BBN did a second release that used the sockets.    At Stellar we used that stack, not the UCB stack, since we were taking System V and adding BSD to it.  Since the author of the BBN stack (Rob Gurwitz) was with us, it was felt that the BBN stack was actually better in many ways.  In particular, we had a parallel machine and it was felt that the BBN stack would be easier/cleaner to multi-thread.

I can ask around, I lost track of the code base after Stellar.   tjt might still know.

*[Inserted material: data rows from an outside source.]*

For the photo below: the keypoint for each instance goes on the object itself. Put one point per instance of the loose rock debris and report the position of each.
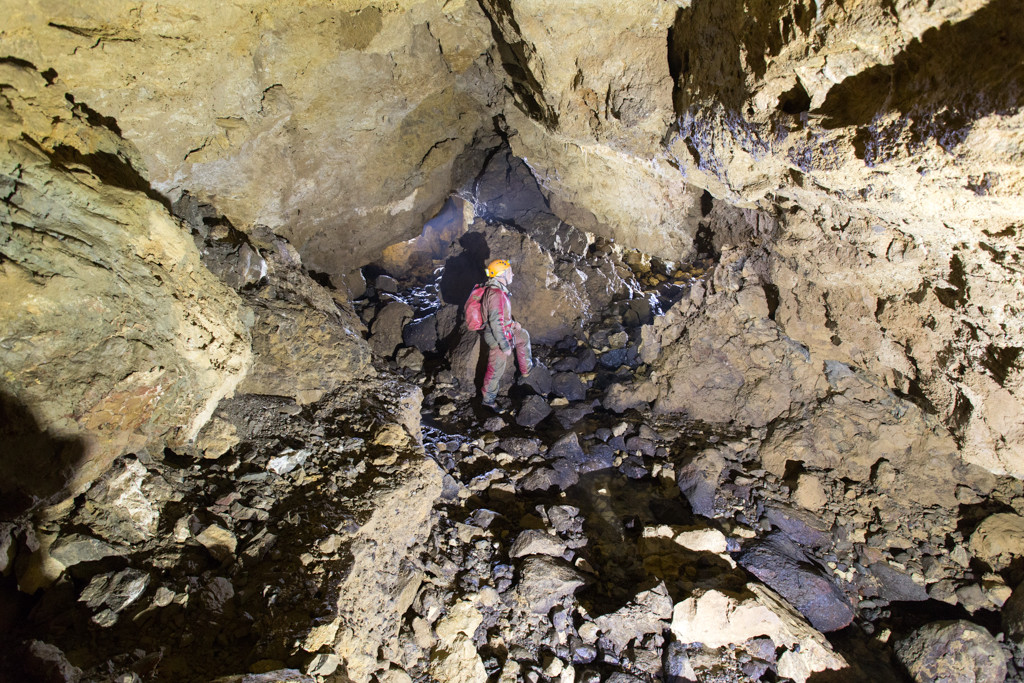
(393, 529)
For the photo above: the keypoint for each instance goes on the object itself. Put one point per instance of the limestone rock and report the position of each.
(647, 612)
(307, 136)
(731, 363)
(387, 328)
(952, 651)
(75, 548)
(998, 540)
(717, 619)
(537, 542)
(784, 568)
(47, 663)
(1013, 614)
(125, 505)
(97, 274)
(380, 587)
(115, 592)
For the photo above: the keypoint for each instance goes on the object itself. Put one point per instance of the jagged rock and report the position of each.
(567, 447)
(367, 622)
(569, 416)
(599, 457)
(537, 542)
(216, 594)
(287, 461)
(386, 331)
(124, 509)
(561, 474)
(520, 447)
(532, 411)
(955, 651)
(76, 548)
(894, 586)
(47, 664)
(648, 612)
(802, 526)
(6, 547)
(161, 341)
(305, 344)
(456, 658)
(218, 541)
(568, 385)
(718, 619)
(540, 379)
(783, 567)
(280, 676)
(1013, 614)
(115, 591)
(998, 540)
(422, 333)
(272, 129)
(323, 665)
(544, 582)
(216, 438)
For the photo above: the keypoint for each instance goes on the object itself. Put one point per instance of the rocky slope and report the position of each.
(769, 254)
(336, 125)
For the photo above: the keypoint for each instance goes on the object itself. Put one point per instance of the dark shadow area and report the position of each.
(464, 271)
(713, 45)
(35, 466)
(111, 169)
(92, 116)
(515, 60)
(940, 84)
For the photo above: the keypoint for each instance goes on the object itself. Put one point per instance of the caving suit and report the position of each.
(501, 333)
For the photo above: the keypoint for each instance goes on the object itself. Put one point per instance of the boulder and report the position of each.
(1013, 614)
(998, 540)
(698, 480)
(568, 385)
(306, 344)
(648, 612)
(781, 565)
(544, 582)
(160, 341)
(534, 410)
(955, 651)
(537, 542)
(718, 619)
(386, 330)
(422, 333)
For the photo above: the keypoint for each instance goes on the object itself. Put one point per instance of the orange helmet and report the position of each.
(497, 267)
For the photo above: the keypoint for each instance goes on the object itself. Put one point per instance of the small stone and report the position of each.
(952, 651)
(537, 542)
(218, 541)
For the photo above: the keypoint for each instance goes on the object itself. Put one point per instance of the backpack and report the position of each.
(474, 308)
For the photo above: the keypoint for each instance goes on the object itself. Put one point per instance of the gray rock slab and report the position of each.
(781, 565)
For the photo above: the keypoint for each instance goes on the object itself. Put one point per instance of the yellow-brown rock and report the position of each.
(114, 334)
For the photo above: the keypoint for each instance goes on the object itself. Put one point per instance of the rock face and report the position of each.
(116, 335)
(952, 651)
(305, 343)
(304, 120)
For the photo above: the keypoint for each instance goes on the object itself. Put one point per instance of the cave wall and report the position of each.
(882, 141)
(116, 337)
(335, 124)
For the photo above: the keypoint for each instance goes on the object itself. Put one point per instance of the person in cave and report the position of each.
(501, 332)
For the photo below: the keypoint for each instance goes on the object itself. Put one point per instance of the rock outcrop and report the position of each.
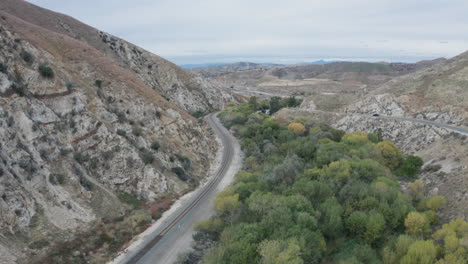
(81, 123)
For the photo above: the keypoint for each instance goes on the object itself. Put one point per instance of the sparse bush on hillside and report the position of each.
(297, 128)
(57, 178)
(98, 83)
(26, 56)
(80, 157)
(198, 114)
(137, 131)
(411, 167)
(121, 132)
(129, 199)
(155, 145)
(146, 156)
(86, 183)
(432, 168)
(184, 160)
(180, 173)
(3, 68)
(18, 89)
(46, 71)
(10, 121)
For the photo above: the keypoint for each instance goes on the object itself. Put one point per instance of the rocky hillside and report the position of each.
(184, 88)
(438, 93)
(82, 122)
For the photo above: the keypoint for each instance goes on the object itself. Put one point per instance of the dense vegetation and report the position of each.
(313, 194)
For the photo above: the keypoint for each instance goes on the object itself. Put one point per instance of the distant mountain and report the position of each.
(319, 62)
(89, 122)
(202, 65)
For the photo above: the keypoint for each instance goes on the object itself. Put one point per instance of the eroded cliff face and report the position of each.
(76, 130)
(183, 88)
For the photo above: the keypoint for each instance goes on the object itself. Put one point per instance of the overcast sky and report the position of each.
(286, 31)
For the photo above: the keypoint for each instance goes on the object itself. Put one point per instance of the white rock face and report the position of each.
(383, 104)
(70, 143)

On Wed, Nov 26, 2014 at 1:35 PM, Dan Cross <crossd@gmail.com> wrote:
On Wed, Nov 26, 2014 at 1:24 PM, Clem Cole <clemc@ccc.com> wrote:
[snip]  The MIT guys did ARP for ChaosNet which quickly migrated down the street to BBN for the 4.1 IP stack.  Remember that BBN had the contract to do IP for UNIX and that was the stack a number of us ran on our Vaxen for long time [IIRC - Sam actually did the routed and rcp stuff which the BBN stack, before Joy had rewritten it - created the sockets interface etc].

This brings up something I've been meaning to ask about for a while now.  Whatever happened to the BBN stack after the BSD stack became dominant?  Is any of the code still available anywhere?